Haverá pessoas excelentes no PCP, tal como há nas Testemunhas de Jeová – sendo que se trocássemos algumas de uma organização para a outra ninguém daria por isso, nem nós nem elas. Pessoas que estão convencidíssimas de terem as melhores, ou as únicas, soluções para alcançar o fim da pobreza, a paz entre as nações, a felicidade universal. Pessoas que abdicaram de procurar outras ideias porque aquelas a que chegaram chegam e sobram para o gasto. Que fazer com estes fanáticos? Isto: pedir-lhes para explicarem o que está a faltar para que a sua boa nova chegue aos explorados e famintos com número de eleitor. Será que o Avante é boicotado nalgumas regiões do País? Estão com problemas em manter o website do partido actualizado? Querem ter mais espaço na via pública para colarem cartazes? O que estará a impedir que os milhões de vítimas do grande capital abracem a ditadura do proletariado quando o PCP só precisa de mais umas centenas de milhares de votos para expulsar o imperialismo e criar o homem novo?

O PCP, e o BE não será muito diferente, é hoje uma proposta de fuga mundi para extremos da vivência política, aqueles que estão a desabrochar e aqueles que secaram. Por isso não estranha que atraia por igual super-cagões armados em eruditos e taralhoucos para quem partir montras e agredir polícias é preferível a ter de estudar Marx.

26 thoughts on “Que vos falta? Querem vir cá a casa?”

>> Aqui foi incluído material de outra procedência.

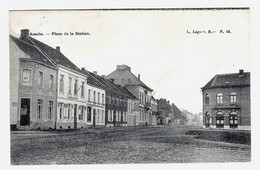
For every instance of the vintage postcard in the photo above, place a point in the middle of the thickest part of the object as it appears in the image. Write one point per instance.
(130, 86)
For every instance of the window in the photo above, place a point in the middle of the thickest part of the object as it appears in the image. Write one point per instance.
(70, 82)
(98, 97)
(50, 110)
(61, 83)
(60, 111)
(98, 115)
(65, 113)
(51, 82)
(69, 111)
(207, 99)
(40, 79)
(103, 116)
(220, 120)
(207, 119)
(102, 98)
(89, 114)
(26, 76)
(39, 109)
(233, 120)
(89, 94)
(75, 87)
(219, 98)
(82, 90)
(109, 115)
(233, 97)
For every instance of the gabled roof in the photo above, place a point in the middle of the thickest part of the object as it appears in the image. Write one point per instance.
(106, 84)
(127, 74)
(228, 80)
(55, 55)
(32, 51)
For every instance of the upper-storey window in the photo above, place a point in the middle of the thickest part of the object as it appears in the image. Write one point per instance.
(75, 87)
(207, 99)
(51, 80)
(61, 83)
(40, 79)
(26, 76)
(219, 98)
(70, 82)
(89, 94)
(233, 97)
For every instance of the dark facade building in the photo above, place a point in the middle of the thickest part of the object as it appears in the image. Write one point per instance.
(115, 103)
(124, 77)
(226, 101)
(33, 90)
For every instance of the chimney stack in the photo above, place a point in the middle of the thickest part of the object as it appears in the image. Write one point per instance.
(241, 72)
(24, 33)
(58, 48)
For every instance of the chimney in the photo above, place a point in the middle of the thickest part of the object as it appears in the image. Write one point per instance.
(58, 48)
(241, 72)
(24, 33)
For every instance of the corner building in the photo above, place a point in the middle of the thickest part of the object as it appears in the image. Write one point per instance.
(226, 102)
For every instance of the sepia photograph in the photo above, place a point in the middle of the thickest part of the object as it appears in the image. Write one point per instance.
(129, 86)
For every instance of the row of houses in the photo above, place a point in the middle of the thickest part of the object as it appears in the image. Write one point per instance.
(48, 91)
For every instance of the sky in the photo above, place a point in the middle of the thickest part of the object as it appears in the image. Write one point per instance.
(154, 43)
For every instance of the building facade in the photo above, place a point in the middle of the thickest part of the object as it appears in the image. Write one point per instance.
(96, 96)
(226, 102)
(32, 87)
(124, 77)
(71, 85)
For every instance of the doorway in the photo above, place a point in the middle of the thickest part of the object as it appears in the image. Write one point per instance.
(25, 112)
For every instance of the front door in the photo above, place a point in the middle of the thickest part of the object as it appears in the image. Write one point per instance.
(25, 112)
(75, 116)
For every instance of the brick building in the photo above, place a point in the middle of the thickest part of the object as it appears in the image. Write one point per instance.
(71, 85)
(124, 77)
(226, 101)
(32, 87)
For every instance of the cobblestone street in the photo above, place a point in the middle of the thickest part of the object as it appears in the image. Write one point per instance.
(121, 145)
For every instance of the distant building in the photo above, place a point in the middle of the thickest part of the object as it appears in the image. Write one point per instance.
(226, 101)
(165, 116)
(154, 111)
(124, 77)
(115, 103)
(96, 98)
(32, 87)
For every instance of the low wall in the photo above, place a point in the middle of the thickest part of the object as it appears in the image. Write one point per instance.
(241, 137)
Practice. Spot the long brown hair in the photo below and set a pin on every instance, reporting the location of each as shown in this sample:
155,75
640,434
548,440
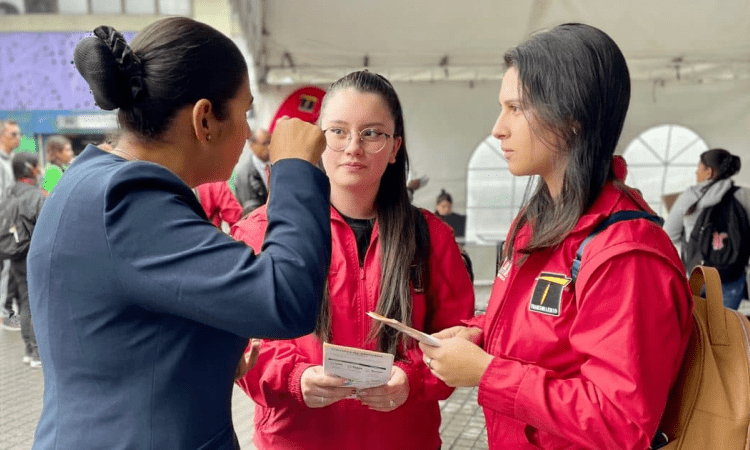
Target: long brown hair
723,164
397,223
574,83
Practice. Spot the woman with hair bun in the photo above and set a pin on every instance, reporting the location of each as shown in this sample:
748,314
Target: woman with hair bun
142,309
388,257
713,175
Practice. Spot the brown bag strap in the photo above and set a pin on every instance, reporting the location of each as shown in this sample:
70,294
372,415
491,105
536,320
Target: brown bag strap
717,321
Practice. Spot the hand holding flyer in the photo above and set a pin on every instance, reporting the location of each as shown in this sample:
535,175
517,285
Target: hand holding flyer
416,334
363,368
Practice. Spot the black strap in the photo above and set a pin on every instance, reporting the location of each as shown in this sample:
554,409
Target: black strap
614,218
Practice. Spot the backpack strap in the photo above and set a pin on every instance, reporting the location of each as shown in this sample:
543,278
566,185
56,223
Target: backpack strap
614,218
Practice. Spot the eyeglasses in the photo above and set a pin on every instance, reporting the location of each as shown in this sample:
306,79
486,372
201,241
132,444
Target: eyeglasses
372,140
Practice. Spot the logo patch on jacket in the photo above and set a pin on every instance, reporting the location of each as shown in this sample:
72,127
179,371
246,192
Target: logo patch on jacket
548,293
504,270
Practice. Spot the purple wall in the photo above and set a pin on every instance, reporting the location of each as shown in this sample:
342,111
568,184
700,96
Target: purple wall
37,72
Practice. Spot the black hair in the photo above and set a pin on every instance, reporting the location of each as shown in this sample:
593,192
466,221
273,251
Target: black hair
723,164
443,197
173,63
397,223
23,164
574,83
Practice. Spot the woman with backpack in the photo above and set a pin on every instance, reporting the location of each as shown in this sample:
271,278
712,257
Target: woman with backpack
713,178
388,257
567,356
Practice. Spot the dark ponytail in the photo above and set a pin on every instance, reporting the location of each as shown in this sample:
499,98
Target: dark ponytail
723,164
172,63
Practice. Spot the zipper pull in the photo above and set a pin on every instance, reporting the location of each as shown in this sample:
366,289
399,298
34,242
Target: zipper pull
14,230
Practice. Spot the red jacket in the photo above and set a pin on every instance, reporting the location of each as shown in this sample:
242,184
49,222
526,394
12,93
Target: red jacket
586,365
219,203
283,421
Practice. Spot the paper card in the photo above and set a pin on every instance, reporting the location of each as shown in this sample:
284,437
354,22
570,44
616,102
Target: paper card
364,368
416,334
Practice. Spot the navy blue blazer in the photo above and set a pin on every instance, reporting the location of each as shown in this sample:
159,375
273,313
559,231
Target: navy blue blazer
142,307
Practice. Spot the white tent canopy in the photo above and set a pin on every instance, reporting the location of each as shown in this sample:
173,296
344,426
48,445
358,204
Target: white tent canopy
689,63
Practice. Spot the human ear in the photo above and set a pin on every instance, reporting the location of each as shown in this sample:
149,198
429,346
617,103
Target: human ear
203,120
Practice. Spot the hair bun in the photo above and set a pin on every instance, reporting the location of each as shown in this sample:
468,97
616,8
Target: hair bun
110,68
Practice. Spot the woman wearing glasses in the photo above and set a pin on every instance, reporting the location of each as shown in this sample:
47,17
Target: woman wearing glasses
388,257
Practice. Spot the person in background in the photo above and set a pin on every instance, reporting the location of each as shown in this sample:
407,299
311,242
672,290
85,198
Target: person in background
142,310
59,156
27,172
563,363
219,203
388,257
251,181
713,178
444,210
10,139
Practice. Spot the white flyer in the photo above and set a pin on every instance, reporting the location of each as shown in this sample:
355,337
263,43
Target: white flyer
364,368
416,334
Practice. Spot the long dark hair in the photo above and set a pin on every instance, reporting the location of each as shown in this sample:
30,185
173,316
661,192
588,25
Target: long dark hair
397,221
574,82
173,63
723,164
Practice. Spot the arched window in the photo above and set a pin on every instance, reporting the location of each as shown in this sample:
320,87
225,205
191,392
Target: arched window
662,161
493,194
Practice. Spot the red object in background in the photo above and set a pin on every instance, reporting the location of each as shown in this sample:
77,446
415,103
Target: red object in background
304,104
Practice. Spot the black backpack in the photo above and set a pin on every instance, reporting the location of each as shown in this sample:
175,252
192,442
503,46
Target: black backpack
15,231
720,238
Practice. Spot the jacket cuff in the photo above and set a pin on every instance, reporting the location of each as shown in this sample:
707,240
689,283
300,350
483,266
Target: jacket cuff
413,374
499,385
295,381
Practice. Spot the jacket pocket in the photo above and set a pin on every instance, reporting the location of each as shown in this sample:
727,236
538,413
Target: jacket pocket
224,439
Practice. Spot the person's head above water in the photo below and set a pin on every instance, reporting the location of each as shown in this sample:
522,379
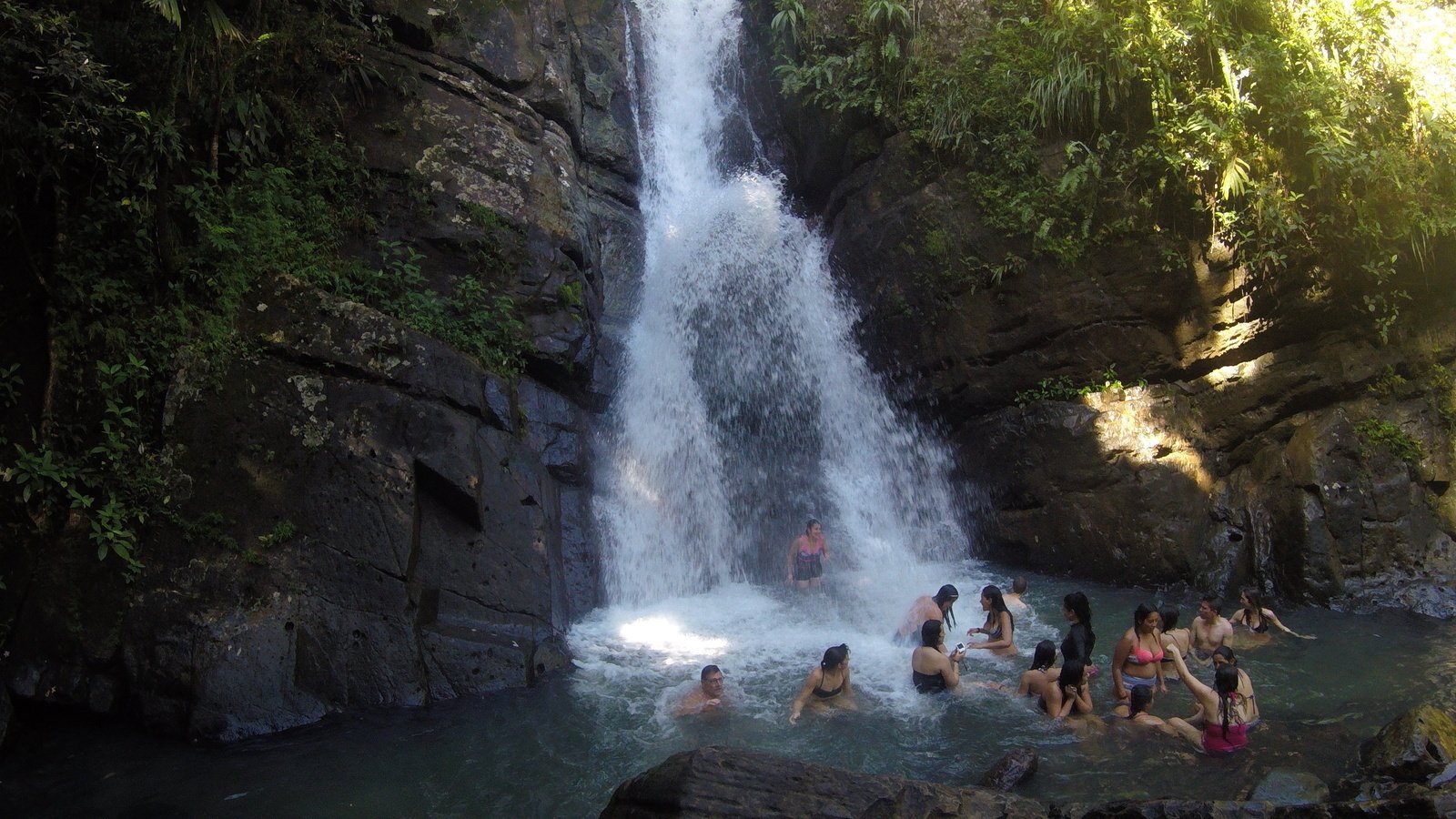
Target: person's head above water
992,599
1045,656
1252,601
834,656
945,598
713,681
1145,618
1077,602
931,634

  1. Excelente texto, Valupi.
    Os “explorados e famintos” do Norte nunca votaram no PCP, talvez por influência da seita rival, mais antiga e bem implantada – a igreja católica (uma seita, mesmo assim, um pouco menos fechada). Os do Sul, da zona de Lisboa, neste momento também não, até porque nem sabem bem o que é o comunismo. Querem é ser ricos, como toda a gente e não vêem interesse nenhum em pôr em comum a riqueza produzida (esqueçamos o que isso deu). No Alentejo, não sei se ainda haverá explorados e famintos. Há seguramente quem vote no PCP por tradição, por simbolismo ou por cultura da singularidade regional.
    A avaliar pelas listas de candidatos a deputados do PCP, uma grande parte dos votantes neste partido serão professores ou funcionários públicos interessados em manter os privilégios e adaptarem-se o menos possível a uma nova realidade mais exigente.
    Concordo contigo: o espírito da “tribo” PCP é o de um bando de lunáticos que se aproveita da democracia, ao mesmo tempo agitadores saudosistas da “luta de classes” e de grandes conflitos sociais que já não se resolvem com a revolução de operários e camponeses. Para eles, quanto pior, melhor, mas com a nuance que também referes: quanto pior para o PS, claro. O curioso é que isso não lhes dá um único voto a mais.

  2. “O PCP votou a favor da entrada do FMI quando chumbou o PEC, assim provocando a queda do Governo – será que Jerónimo já foi informado disso?”

    Exacto… rigoroso….”objectivamente” assim como a própria cartilha de Jeronimo ensina, quando este o quer, e com este ultimotermo…

    abraço

  3. “Haverá pessoas excelentes no PCP, tal como há nas Testemunhas de Jeová – sendo que se trocássemos algumas de uma organização para a outra ninguém daria por isso, nem nós nem elas..”

    maravilha… abraço

  4. Andei por aquelas paragens quando jovem, quando não podia deixar de admirar e estar grato a tantos como aqueles que falam no documentário 48 que está a passar nos cinemas! Hoje quando os ouço falar, aos de hoje, não sei se me ria, se chore, mas o que me vem é uma raiva… e penso que, objectivamente, (há sempre coisas e palavras que nos ficam!) com o seu sectarismo cego, alheio ao mundo em que vivem estão a desonrar e a tornar inútil o sacrifício dos que os antecederam.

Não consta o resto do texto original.